Il y aura toujours la Seine ! Serait-ce ma passion païenne ? Ses émanations m'atteignent où que je sois. Il y aura les peupliers, mes fidèles écuyers ! Certains lecteurs, qui ont fouillé mes opuscules de fond en comble, vont reconnaître ces vers. J'ai l'impression de les avoir engrangés, ceux-ci et tant d'autres, pour que tous ces recueils poétiques confluent dans mon nouveau roman.
Donc, ce paysage, au charme du noir et blanc, sans réellement l'être, sous ce soleil vaguement orange, me paraissait comme le portrait d'une personne, que je ne connaissais pas, d'une voie que j'attendais peut-être. La vie m'a apporté un éclaircissement : c'était Irène !
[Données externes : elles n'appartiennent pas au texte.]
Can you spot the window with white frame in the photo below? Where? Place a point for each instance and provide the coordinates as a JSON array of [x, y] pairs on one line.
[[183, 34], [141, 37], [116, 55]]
Née en 1926, au bord de la Sambre, une gamine est négligée et presque haïe par sa mère, cultivée et distinguée. Sa chance se révèle d'être belle, rebelle et intelligente ainsi que d'hériter la gnaque de son père, illettré. Sa curiosité universelle l'élèvera peu à peu et créera sa personnalité autodidacte. Elle s'impose avec le temps et sera la seule, dans sa fratrie batelière de onze enfants, à évoluer aussi fort. Si son adoré Raffaele, venu d'un coin merveilleux mais pauvre de l'Italie, a eu le privilège d'être instruit, il n'a pas la détermination d'Irène qui, dès l'adolescence, a pris soin de ses parents vieillissants...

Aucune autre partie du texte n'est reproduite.